Combined use of a cytoprotectant and rehabilitation therapy after severe intracerebral hemorrhage in rats

After moderate intracerebral hemorrhage (ICH), both hypothermia (HYPO) and constraint-induced movement therapy (CIMT) improve recovery and reduce the volume of brain injury. We tested the hypothesis that more severe ICH requires both cytoprotection and rehabilitation to significantly improve recovery. Rats were subjected to a unilateral striatal ICH via collagenase infusion. Rats remained normothermic or were subjected to mild HYPO ( approximately 2 days) starting 12 h later. Fourteen days after ICH, half of the rats received CIMT (7 days of restraint of the less affected limb plus daily exercises); the remainder were untreated. Walking, limb use and skilled reaching were assessed up to 60 days, at which time animals were euthanized and the volume of tissue lost was determined. The HYPO treatment alone did not improve outcome, whereas CIMT alone provided significant benefit on the limb use asymmetry test. In the staircase test, the greatest benefit was achieved with the combination of HYPO and CIMT treatments. The volume of tissue lost after ICH was similar among groups arguing against cytoprotection as a mechanism of functional recovery. Finally, these findings suggest that, at least under the present circumstances (e.g., severe striatal ICH), CIMT provides superior benefit to HYPO and that combination therapy will sometimes further improve recovery.

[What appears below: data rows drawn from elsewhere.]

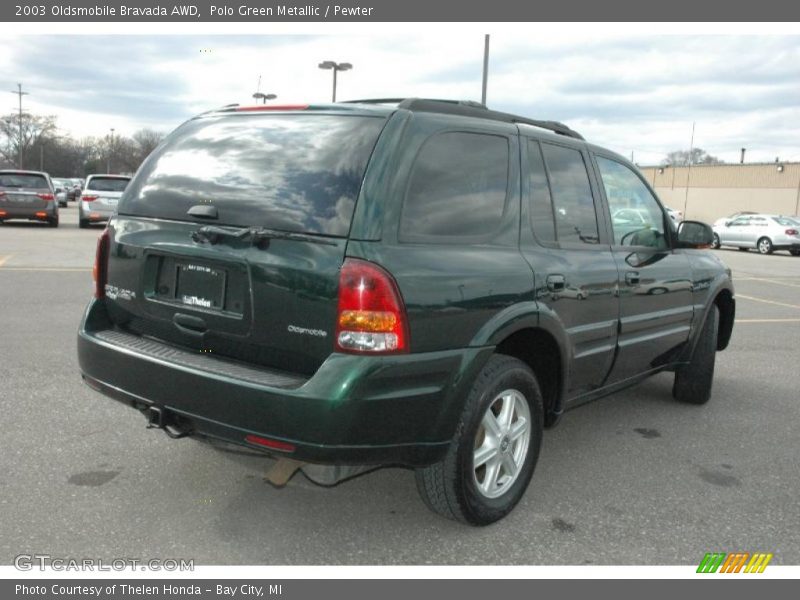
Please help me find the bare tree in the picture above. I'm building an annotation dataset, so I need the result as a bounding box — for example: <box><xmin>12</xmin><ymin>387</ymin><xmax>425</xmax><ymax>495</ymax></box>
<box><xmin>0</xmin><ymin>113</ymin><xmax>56</xmax><ymax>166</ymax></box>
<box><xmin>661</xmin><ymin>148</ymin><xmax>725</xmax><ymax>167</ymax></box>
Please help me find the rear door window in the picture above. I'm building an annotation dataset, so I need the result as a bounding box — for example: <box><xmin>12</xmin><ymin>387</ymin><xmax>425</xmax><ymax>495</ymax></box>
<box><xmin>119</xmin><ymin>113</ymin><xmax>385</xmax><ymax>236</ymax></box>
<box><xmin>400</xmin><ymin>131</ymin><xmax>509</xmax><ymax>243</ymax></box>
<box><xmin>0</xmin><ymin>173</ymin><xmax>50</xmax><ymax>190</ymax></box>
<box><xmin>542</xmin><ymin>144</ymin><xmax>600</xmax><ymax>244</ymax></box>
<box><xmin>86</xmin><ymin>177</ymin><xmax>130</xmax><ymax>192</ymax></box>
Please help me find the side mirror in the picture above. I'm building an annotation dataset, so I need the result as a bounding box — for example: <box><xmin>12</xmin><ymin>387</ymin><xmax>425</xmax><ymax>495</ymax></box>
<box><xmin>678</xmin><ymin>221</ymin><xmax>714</xmax><ymax>248</ymax></box>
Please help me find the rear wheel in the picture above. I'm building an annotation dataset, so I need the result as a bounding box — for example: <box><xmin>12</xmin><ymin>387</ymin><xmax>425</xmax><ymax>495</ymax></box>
<box><xmin>416</xmin><ymin>355</ymin><xmax>543</xmax><ymax>525</ymax></box>
<box><xmin>672</xmin><ymin>304</ymin><xmax>719</xmax><ymax>404</ymax></box>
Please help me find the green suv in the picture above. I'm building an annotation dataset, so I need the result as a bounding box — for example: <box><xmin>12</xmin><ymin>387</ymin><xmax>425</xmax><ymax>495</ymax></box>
<box><xmin>78</xmin><ymin>99</ymin><xmax>734</xmax><ymax>525</ymax></box>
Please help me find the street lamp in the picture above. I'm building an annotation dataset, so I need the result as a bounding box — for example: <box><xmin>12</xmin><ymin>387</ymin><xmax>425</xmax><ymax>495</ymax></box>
<box><xmin>317</xmin><ymin>60</ymin><xmax>353</xmax><ymax>102</ymax></box>
<box><xmin>106</xmin><ymin>127</ymin><xmax>114</xmax><ymax>173</ymax></box>
<box><xmin>253</xmin><ymin>92</ymin><xmax>277</xmax><ymax>104</ymax></box>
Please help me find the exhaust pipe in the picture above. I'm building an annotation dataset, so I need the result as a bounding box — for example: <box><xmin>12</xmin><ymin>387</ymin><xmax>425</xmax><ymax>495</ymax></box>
<box><xmin>142</xmin><ymin>406</ymin><xmax>192</xmax><ymax>440</ymax></box>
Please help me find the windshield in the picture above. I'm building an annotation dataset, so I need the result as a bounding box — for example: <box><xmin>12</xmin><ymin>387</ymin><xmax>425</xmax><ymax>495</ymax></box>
<box><xmin>119</xmin><ymin>113</ymin><xmax>385</xmax><ymax>236</ymax></box>
<box><xmin>86</xmin><ymin>177</ymin><xmax>130</xmax><ymax>192</ymax></box>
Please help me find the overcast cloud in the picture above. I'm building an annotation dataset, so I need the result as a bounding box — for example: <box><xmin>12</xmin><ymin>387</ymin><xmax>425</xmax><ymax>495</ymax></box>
<box><xmin>0</xmin><ymin>32</ymin><xmax>800</xmax><ymax>164</ymax></box>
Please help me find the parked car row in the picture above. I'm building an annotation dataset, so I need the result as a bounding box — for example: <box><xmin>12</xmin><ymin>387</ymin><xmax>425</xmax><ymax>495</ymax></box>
<box><xmin>0</xmin><ymin>169</ymin><xmax>131</xmax><ymax>228</ymax></box>
<box><xmin>713</xmin><ymin>213</ymin><xmax>800</xmax><ymax>256</ymax></box>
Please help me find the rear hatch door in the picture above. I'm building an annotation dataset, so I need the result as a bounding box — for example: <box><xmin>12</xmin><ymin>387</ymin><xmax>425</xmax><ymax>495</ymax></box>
<box><xmin>107</xmin><ymin>111</ymin><xmax>385</xmax><ymax>374</ymax></box>
<box><xmin>81</xmin><ymin>175</ymin><xmax>130</xmax><ymax>212</ymax></box>
<box><xmin>0</xmin><ymin>171</ymin><xmax>52</xmax><ymax>211</ymax></box>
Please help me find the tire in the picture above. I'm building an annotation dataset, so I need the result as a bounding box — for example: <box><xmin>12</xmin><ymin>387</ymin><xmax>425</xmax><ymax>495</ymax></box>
<box><xmin>672</xmin><ymin>304</ymin><xmax>719</xmax><ymax>404</ymax></box>
<box><xmin>416</xmin><ymin>354</ymin><xmax>544</xmax><ymax>525</ymax></box>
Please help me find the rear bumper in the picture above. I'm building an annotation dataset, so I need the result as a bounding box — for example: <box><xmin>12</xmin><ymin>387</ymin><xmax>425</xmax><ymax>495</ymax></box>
<box><xmin>78</xmin><ymin>301</ymin><xmax>493</xmax><ymax>466</ymax></box>
<box><xmin>0</xmin><ymin>202</ymin><xmax>58</xmax><ymax>221</ymax></box>
<box><xmin>79</xmin><ymin>201</ymin><xmax>116</xmax><ymax>223</ymax></box>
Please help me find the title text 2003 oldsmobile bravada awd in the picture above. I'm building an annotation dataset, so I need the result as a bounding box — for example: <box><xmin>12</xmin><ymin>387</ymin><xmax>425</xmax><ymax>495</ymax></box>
<box><xmin>78</xmin><ymin>99</ymin><xmax>734</xmax><ymax>525</ymax></box>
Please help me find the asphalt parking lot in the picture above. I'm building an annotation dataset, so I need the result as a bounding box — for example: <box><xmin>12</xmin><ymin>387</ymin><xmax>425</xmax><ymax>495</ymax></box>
<box><xmin>0</xmin><ymin>205</ymin><xmax>800</xmax><ymax>565</ymax></box>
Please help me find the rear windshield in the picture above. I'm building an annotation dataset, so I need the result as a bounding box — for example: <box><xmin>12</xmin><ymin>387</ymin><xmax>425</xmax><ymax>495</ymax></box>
<box><xmin>0</xmin><ymin>173</ymin><xmax>49</xmax><ymax>190</ymax></box>
<box><xmin>86</xmin><ymin>177</ymin><xmax>130</xmax><ymax>192</ymax></box>
<box><xmin>119</xmin><ymin>114</ymin><xmax>385</xmax><ymax>236</ymax></box>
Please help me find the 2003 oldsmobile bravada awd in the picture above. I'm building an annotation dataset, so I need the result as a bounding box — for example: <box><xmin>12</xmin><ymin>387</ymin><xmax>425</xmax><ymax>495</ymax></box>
<box><xmin>78</xmin><ymin>99</ymin><xmax>734</xmax><ymax>525</ymax></box>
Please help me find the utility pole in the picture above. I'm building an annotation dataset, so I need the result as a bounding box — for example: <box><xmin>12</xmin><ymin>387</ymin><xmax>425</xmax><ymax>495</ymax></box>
<box><xmin>11</xmin><ymin>83</ymin><xmax>28</xmax><ymax>170</ymax></box>
<box><xmin>481</xmin><ymin>33</ymin><xmax>489</xmax><ymax>106</ymax></box>
<box><xmin>106</xmin><ymin>127</ymin><xmax>114</xmax><ymax>173</ymax></box>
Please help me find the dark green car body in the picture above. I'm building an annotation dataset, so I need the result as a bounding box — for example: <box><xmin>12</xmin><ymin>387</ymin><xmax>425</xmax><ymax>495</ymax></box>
<box><xmin>78</xmin><ymin>102</ymin><xmax>734</xmax><ymax>478</ymax></box>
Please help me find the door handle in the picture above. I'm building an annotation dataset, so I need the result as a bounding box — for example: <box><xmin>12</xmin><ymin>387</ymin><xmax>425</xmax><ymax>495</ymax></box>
<box><xmin>172</xmin><ymin>313</ymin><xmax>208</xmax><ymax>337</ymax></box>
<box><xmin>546</xmin><ymin>275</ymin><xmax>567</xmax><ymax>292</ymax></box>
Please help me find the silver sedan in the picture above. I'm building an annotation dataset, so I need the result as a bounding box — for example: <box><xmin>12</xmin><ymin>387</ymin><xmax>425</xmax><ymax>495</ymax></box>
<box><xmin>713</xmin><ymin>214</ymin><xmax>800</xmax><ymax>256</ymax></box>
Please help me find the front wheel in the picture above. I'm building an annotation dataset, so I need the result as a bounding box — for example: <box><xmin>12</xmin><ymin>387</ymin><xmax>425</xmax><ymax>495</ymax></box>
<box><xmin>672</xmin><ymin>304</ymin><xmax>719</xmax><ymax>404</ymax></box>
<box><xmin>416</xmin><ymin>354</ymin><xmax>544</xmax><ymax>525</ymax></box>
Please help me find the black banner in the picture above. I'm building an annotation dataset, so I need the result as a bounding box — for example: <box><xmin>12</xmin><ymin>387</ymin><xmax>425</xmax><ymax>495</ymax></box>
<box><xmin>0</xmin><ymin>0</ymin><xmax>800</xmax><ymax>23</ymax></box>
<box><xmin>0</xmin><ymin>576</ymin><xmax>796</xmax><ymax>600</ymax></box>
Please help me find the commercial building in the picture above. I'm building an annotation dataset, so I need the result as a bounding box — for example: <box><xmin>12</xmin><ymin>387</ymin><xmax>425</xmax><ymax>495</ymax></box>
<box><xmin>639</xmin><ymin>162</ymin><xmax>800</xmax><ymax>223</ymax></box>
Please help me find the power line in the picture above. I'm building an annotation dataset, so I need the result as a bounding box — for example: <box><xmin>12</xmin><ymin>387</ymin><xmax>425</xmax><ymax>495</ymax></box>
<box><xmin>11</xmin><ymin>83</ymin><xmax>28</xmax><ymax>170</ymax></box>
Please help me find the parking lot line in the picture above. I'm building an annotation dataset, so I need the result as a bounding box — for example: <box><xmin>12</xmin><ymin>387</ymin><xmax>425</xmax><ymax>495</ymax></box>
<box><xmin>736</xmin><ymin>277</ymin><xmax>800</xmax><ymax>287</ymax></box>
<box><xmin>736</xmin><ymin>294</ymin><xmax>800</xmax><ymax>308</ymax></box>
<box><xmin>0</xmin><ymin>263</ymin><xmax>91</xmax><ymax>273</ymax></box>
<box><xmin>736</xmin><ymin>319</ymin><xmax>800</xmax><ymax>325</ymax></box>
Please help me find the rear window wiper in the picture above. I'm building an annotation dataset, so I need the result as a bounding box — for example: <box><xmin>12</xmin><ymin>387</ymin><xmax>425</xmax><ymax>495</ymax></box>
<box><xmin>192</xmin><ymin>225</ymin><xmax>336</xmax><ymax>247</ymax></box>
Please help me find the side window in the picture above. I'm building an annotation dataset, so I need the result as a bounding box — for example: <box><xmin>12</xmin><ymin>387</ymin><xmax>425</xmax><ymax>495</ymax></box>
<box><xmin>597</xmin><ymin>156</ymin><xmax>667</xmax><ymax>249</ymax></box>
<box><xmin>542</xmin><ymin>144</ymin><xmax>600</xmax><ymax>244</ymax></box>
<box><xmin>400</xmin><ymin>132</ymin><xmax>509</xmax><ymax>242</ymax></box>
<box><xmin>528</xmin><ymin>140</ymin><xmax>556</xmax><ymax>243</ymax></box>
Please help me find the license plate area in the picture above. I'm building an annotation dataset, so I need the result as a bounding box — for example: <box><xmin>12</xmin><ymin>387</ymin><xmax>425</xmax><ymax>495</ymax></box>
<box><xmin>142</xmin><ymin>251</ymin><xmax>245</xmax><ymax>322</ymax></box>
<box><xmin>175</xmin><ymin>263</ymin><xmax>227</xmax><ymax>310</ymax></box>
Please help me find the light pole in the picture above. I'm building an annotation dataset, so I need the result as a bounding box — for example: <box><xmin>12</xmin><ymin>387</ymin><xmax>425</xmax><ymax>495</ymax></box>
<box><xmin>317</xmin><ymin>60</ymin><xmax>353</xmax><ymax>102</ymax></box>
<box><xmin>253</xmin><ymin>92</ymin><xmax>277</xmax><ymax>104</ymax></box>
<box><xmin>106</xmin><ymin>127</ymin><xmax>114</xmax><ymax>173</ymax></box>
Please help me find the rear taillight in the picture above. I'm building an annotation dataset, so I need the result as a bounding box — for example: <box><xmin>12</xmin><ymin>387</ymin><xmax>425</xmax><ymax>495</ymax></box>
<box><xmin>336</xmin><ymin>258</ymin><xmax>408</xmax><ymax>354</ymax></box>
<box><xmin>244</xmin><ymin>435</ymin><xmax>295</xmax><ymax>452</ymax></box>
<box><xmin>92</xmin><ymin>228</ymin><xmax>111</xmax><ymax>300</ymax></box>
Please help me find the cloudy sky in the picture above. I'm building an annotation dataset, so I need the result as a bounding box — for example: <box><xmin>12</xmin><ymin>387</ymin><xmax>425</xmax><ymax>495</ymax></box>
<box><xmin>0</xmin><ymin>31</ymin><xmax>800</xmax><ymax>165</ymax></box>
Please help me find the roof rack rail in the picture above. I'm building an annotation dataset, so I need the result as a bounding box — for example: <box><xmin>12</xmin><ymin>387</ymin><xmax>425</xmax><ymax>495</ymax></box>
<box><xmin>342</xmin><ymin>98</ymin><xmax>486</xmax><ymax>109</ymax></box>
<box><xmin>350</xmin><ymin>98</ymin><xmax>584</xmax><ymax>140</ymax></box>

Failure of delayed and prolonged hypothermia to favorably affect hemorrhagic stroke in rats

Prolonged hypothermia reduces global and focal cerebral ischemic injury in rodents even when delayed for hours. However, it is not known whether hypothermia can reduce injury following intracerebral hemorrhage (ICH). Accordingly, we studied striatal injury and concomitant motor deficits after 2 days of hypothermia, induced 1 h after creation of an ICH by infusion of bacterial collagenase. Rats were first trained to retrieve food pellets in the Montoya staircase task. They were then implanted with core temperature telemetry probes and later subjected to normothermic ICH or sham operation (vehicle injection). Half self-regulated temperature after surgery; others were cooled to 33 degrees C (24 h) and then 35 degrees C (24 h). Hypothermia did not affect behavioral scores of sham animals (89.8% of baseline in staircase test) or histology. Untreated (normothermic) ICH rats lost 23.1 mm(3) of tissue at a 1-month survival, which significantly impaired food pellet retrieval (66.0% retrieval) with the contralateral limb (tested on days 21-25). Contrary to our hypothesis, hypothermia failed to lessen either the reaching impairment (62.8%) or the lesion (22.2 mm(3)). While other hemorrhagic insults or complications may be improved with hypothermia, our data suggest that it will not salvage tissue that is quickly lost after ICH. We also assessed walking across a horizontal ladder and spontaneous paw usage in a cylinder test at 1-4 weeks after ICH, but neither test was sufficiently sensitive to this mild insult. This indicates that skilled reaching is more severely disrupted than spontaneous paw usage or walking after a striatal hemorrhage.